# A medic needs some physics help from you smart people...

#1
Hi everyone

I'd like to apologise in advance for my lack of any physics knowledge. I basically know nothing in physics and will need your help to get my head around a simple problem.

I have to write a report on what factors determine the stiffness/rigidity of external bone fixation (see the picture). When someone gets a fracture their bone is fixed like that with screws and a rod, to bring the bone is closer together helping healing.

We used plastic bone models and changed variables like how close the pins are to the fracture site, how many rods there are and how far are these rods are from the skin. We then used a machine to compress the bone to measure stiffness/rigidity (see picture for machine).

This then generated some data where I have: time (s), load (n) and extension (mm). I did some reading and it seems that stiffness = change in force / change in displacement. So stiffness (n/mm) = load/extension.

So essentially I'm plotting a graph of load against extension and then drawing a line of best fit? Does the gradient of the line of best fit = stiffness?
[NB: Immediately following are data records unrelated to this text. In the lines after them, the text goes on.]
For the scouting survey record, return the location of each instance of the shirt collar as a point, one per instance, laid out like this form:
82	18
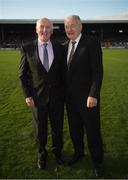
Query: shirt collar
77	39
40	43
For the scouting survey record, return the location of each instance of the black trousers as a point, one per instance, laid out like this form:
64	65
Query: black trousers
81	118
54	112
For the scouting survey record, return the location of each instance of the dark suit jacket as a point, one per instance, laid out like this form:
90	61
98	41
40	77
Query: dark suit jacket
35	80
85	75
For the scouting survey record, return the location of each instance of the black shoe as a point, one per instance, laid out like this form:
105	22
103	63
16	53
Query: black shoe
75	158
60	160
42	161
99	171
41	164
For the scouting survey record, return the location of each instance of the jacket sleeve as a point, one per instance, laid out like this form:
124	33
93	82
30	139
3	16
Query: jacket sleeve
24	74
96	65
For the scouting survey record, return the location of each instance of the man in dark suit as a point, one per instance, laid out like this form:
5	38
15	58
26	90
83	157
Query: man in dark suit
84	72
41	76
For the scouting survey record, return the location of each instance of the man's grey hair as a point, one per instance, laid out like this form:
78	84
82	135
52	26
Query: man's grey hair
44	19
76	17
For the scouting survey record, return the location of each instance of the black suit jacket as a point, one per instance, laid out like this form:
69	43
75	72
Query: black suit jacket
35	80
85	74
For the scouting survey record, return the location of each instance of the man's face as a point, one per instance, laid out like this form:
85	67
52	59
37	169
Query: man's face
72	28
44	30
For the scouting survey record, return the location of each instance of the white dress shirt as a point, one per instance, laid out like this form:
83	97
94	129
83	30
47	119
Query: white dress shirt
70	45
49	49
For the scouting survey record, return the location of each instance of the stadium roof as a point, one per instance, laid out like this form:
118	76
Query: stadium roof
55	21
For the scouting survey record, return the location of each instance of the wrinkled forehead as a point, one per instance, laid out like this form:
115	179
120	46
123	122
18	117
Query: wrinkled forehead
71	21
44	22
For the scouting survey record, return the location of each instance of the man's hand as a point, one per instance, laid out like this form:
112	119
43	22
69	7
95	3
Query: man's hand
29	101
91	102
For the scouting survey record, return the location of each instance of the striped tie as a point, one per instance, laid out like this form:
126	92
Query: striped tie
71	53
45	60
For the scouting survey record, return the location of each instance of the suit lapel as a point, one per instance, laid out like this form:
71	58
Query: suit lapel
79	49
37	58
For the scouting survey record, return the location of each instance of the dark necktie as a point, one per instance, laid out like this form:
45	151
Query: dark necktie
45	60
71	53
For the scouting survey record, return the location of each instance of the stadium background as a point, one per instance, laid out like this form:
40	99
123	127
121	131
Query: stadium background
18	152
112	33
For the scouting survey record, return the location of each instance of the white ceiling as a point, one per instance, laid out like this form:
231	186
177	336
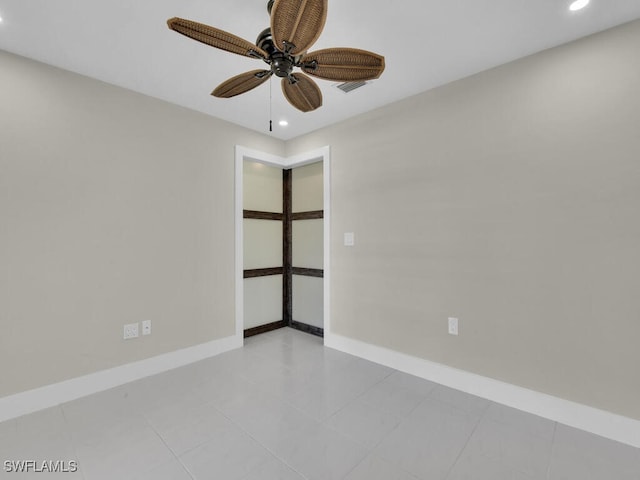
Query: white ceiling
426	43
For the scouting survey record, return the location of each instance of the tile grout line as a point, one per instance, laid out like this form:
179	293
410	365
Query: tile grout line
553	442
73	443
484	413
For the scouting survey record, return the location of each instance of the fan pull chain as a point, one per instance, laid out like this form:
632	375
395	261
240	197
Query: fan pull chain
270	106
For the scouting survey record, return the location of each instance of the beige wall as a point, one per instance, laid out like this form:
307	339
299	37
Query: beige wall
114	208
510	200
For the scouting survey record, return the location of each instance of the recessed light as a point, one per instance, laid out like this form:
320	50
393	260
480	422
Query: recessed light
578	5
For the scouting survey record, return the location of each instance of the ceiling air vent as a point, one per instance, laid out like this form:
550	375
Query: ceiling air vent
350	86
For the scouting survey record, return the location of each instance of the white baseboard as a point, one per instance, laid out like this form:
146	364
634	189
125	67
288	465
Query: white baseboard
593	420
31	401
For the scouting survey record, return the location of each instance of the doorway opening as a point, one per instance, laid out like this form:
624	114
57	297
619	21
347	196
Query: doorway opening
282	242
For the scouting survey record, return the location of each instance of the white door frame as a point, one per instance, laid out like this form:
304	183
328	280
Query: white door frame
320	155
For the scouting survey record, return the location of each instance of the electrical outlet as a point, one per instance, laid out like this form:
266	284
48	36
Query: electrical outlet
130	331
146	327
453	326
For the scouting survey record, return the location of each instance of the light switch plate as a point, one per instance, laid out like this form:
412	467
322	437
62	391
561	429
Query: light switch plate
349	239
453	326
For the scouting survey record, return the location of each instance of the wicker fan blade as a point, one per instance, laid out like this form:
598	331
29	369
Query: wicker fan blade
215	37
304	94
241	83
297	24
343	64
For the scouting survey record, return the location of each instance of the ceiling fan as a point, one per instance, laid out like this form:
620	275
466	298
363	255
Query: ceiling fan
295	26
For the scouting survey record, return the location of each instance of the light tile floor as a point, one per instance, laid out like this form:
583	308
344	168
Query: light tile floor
287	408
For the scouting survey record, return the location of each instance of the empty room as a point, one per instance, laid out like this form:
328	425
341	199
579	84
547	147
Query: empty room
320	240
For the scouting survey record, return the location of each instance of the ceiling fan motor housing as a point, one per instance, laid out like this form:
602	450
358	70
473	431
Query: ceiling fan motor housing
281	63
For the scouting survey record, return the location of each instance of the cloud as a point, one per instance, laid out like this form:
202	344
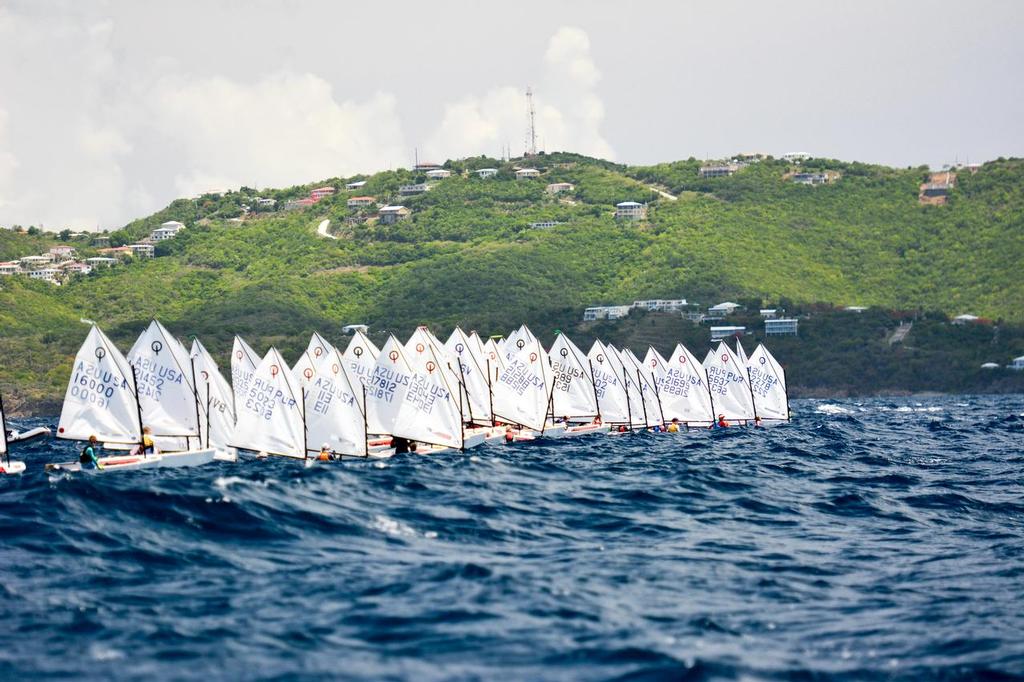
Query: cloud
568	111
284	129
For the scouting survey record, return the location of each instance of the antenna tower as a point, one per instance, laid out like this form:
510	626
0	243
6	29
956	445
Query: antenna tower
531	140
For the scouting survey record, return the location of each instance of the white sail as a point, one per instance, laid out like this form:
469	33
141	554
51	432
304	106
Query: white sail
334	415
572	390
522	390
166	392
244	361
610	391
768	384
472	374
100	397
729	385
740	353
645	386
215	396
269	416
684	389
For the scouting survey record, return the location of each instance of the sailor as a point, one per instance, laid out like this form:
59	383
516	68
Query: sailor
401	445
722	423
89	458
146	446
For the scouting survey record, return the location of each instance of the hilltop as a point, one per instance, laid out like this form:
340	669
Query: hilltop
468	255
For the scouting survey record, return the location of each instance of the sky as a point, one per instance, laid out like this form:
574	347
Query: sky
110	110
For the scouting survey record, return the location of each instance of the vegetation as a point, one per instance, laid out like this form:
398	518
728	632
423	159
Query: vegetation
467	255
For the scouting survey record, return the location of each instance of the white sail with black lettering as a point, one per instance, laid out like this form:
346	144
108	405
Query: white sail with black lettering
334	415
768	385
215	397
572	392
166	391
244	361
522	389
611	398
729	385
473	375
684	389
269	416
100	397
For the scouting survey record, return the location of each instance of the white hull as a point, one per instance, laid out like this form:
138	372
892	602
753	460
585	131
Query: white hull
11	468
193	458
15	436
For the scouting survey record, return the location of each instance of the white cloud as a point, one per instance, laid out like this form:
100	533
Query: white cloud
568	117
286	128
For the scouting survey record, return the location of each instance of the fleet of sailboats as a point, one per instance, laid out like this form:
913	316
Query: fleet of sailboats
170	406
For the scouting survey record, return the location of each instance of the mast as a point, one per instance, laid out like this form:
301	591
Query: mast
643	403
138	409
3	431
593	382
366	426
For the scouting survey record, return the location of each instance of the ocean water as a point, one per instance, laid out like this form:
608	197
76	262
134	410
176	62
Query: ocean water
879	540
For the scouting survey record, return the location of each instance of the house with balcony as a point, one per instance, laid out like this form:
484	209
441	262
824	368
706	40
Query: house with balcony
389	215
631	211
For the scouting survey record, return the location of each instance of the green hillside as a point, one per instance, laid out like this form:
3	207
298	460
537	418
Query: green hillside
468	256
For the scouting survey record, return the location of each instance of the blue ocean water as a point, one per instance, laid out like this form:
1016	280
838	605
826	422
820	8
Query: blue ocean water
867	540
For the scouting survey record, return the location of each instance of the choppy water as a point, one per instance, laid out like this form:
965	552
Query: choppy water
878	540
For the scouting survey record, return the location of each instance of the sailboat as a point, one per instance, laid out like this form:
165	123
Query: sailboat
681	382
573	395
729	386
7	465
269	417
771	399
103	400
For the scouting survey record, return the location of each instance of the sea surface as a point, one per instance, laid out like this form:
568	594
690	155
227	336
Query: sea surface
875	540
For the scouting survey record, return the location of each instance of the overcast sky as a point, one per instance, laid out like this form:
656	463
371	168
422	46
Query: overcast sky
111	110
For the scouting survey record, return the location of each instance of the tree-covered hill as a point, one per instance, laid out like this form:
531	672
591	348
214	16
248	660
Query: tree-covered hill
467	255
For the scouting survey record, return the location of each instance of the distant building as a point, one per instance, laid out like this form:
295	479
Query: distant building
630	211
321	193
718	170
722	309
142	250
605	312
35	262
167	230
781	327
359	202
392	214
825	177
417	188
45	273
719	333
62	252
662	304
296	204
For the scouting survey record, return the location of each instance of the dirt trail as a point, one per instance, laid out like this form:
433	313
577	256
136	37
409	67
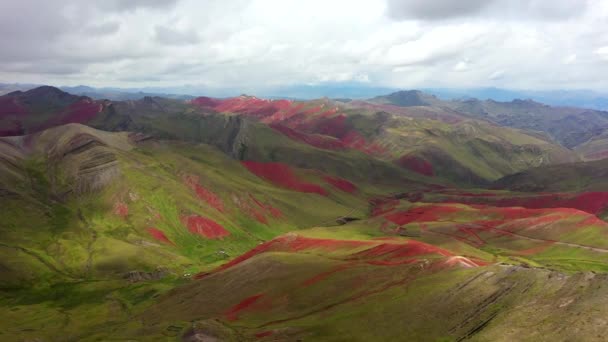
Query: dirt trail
40	259
89	264
504	232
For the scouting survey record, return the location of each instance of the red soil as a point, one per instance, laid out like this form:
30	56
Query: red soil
383	205
392	251
251	207
283	176
233	312
381	253
356	141
274	212
159	235
324	275
206	195
314	126
417	165
427	213
204	227
263	334
121	209
341	184
598	155
82	111
538	249
258	210
319	141
591	202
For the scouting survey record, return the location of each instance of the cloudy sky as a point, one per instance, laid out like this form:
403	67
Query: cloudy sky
521	44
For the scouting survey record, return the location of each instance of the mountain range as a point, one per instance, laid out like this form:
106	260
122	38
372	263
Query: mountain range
399	216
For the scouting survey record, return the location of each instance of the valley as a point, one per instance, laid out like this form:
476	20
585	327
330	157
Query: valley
248	219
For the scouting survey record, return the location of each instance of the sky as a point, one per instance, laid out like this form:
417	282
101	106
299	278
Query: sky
257	44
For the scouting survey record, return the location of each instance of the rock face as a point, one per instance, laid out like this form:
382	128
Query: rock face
139	276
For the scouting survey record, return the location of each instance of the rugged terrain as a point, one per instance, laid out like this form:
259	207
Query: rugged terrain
249	219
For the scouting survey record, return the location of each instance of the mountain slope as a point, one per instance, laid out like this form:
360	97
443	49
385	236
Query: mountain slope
569	126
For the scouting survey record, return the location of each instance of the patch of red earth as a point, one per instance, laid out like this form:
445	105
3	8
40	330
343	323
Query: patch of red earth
535	250
159	235
204	101
289	243
318	141
233	313
263	334
341	184
427	213
251	207
409	111
205	195
469	194
417	165
382	205
324	275
591	202
121	209
82	112
392	262
373	251
204	227
269	209
592	220
356	141
598	155
11	114
283	176
460	261
393	251
471	234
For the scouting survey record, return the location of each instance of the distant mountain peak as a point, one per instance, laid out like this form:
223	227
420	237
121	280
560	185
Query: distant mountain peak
407	98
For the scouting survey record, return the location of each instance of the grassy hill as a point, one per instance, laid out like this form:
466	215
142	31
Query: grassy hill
246	219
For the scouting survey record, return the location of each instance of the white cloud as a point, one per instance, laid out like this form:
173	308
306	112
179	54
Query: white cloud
602	52
271	43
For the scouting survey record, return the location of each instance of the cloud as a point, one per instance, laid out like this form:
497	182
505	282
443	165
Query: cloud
170	36
485	9
496	75
434	10
131	5
249	45
602	52
105	28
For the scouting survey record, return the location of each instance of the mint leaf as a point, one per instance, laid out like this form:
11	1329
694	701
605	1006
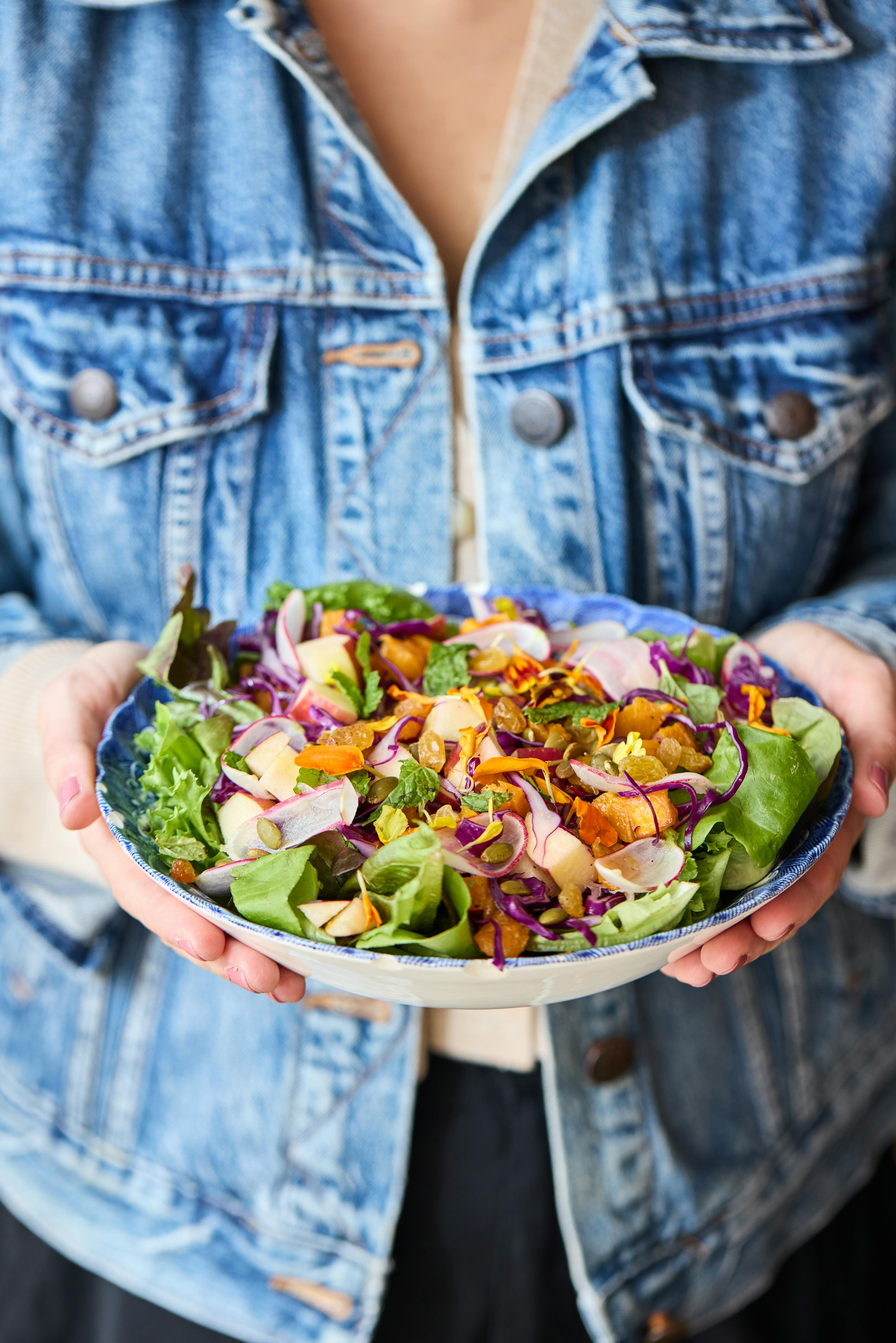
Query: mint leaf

What else can I do with this data?

I am going to use the value I get for stiffness as the output and compare this for different models (i.e. comparing ones with pins close to fracture/pins far away from fracture).

Am I on the right track?
0
6 years ago
#2
Yep by A level knowledge stiffness is = force/displacement (extension). It's in metres not mm so convert that. Graph is a bit weird since you would normally put the variable you change (force) in the X axis which would make the gradient 1/stiffness.
0
#3
(Original post by Vikingninja)
Yep by A level knowledge stiffness is = force/displacement (extension). It's in metres not mm so convert that. Graph is a bit weird since you would normally put the variable you change (force) in the X axis which would make the gradient 1/stiffness.
Thank you I will change extension to meters.
would you recommend doing load on the x axis or extension then? does it actually make a difference? all the example graphs I've seen have plotted extension on x axis.

btw: this is for an undergrad assignment, I thought the question I was asking was probably too simple for that.
0
6 years ago
#4
(Original post by elephantalkali)
Thank you I will change extension to meters.
would you recommend doing load on the x axis or extension then? does it actually make a difference? all the example graphs I've seen have plotted extension on x axis.

btw: this is for an undergrad assignment, I thought the question I was asking was probably too simple for that.
I'd go with the conventions used in medical literature, lab handouts or whatever.

the usual rule for experimental results it's the dependent variable going on the y axis and the independent variable on the x axis but force/extension graphs are often an exception...

http://www.antonine-education.co.uk/...als_page_2.htm
1
#5
(Original post by Joinedup)
I'd go with the conventions used in medical literature, lab handouts or whatever.

the usual rule for experimental results it's the dependent variable going on the y axis and the independent variable on the x axis but force/extension graphs are often an exception...

http://www.antonine-education.co.uk/...als_page_2.htm

Thank you
Now how do I compare the results I get?
So if I get something like:
Bone 1 = 10
Bone 2 = 15
Bone 3 = 50

Is there any statistical test to see if the difference is significant?